La rivincita della rivincita
«Di’ qualcosa di sinistra!» implorava, gridava Nanni Moretti a D’Alema impegnato in un faccia a faccia televisivo con Berlusconi. Era il 1998 (il film Aprile) e qualcosa è davvero cambiato; gli anni non passano invano. Nel senso che Nanni, e forse nessun altro, non si aspetta più un qualcosa di sinistra nel vocabolario e nel programma del Partito Democratico.
Il «nuovissimo» segretario del Pd è un quarantenne fiorentino un po’ bollito. Le primarie – prevedo la metà dei votanti rispetto alle ultime – si terranno tra una settimana ma la vittoria di Matteo Renzi è già in cassaforte. L’ex giovane rivelazione della politica italiana non entrerà negli annali della storia, o forse sì, per una sola memorabile impresa: l’eliminazione scientifica della «Sinistra» dalla scena politica italiana.
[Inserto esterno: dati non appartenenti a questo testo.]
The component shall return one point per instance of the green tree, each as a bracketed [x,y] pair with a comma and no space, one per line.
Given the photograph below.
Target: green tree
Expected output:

Il suo sogno è sempre stato il Partito della Nazione, una specie di nuova e invincibile Democrazia Cristiana. Un sogno che rimarrà tale.
Prima dell’esito (per lui) disastroso del referendum istituzionale aveva annunciato l’abbandono della politica: «Ho quarant’anni e posso fare un mucchio di altre cose». Ci ha subito ripensato. Ha messo alla porta Bersani e gli altri più ostici oppositori e, forte del voto di «quel che rimane» di un partito ormai dissanguato, spera nella rivincita.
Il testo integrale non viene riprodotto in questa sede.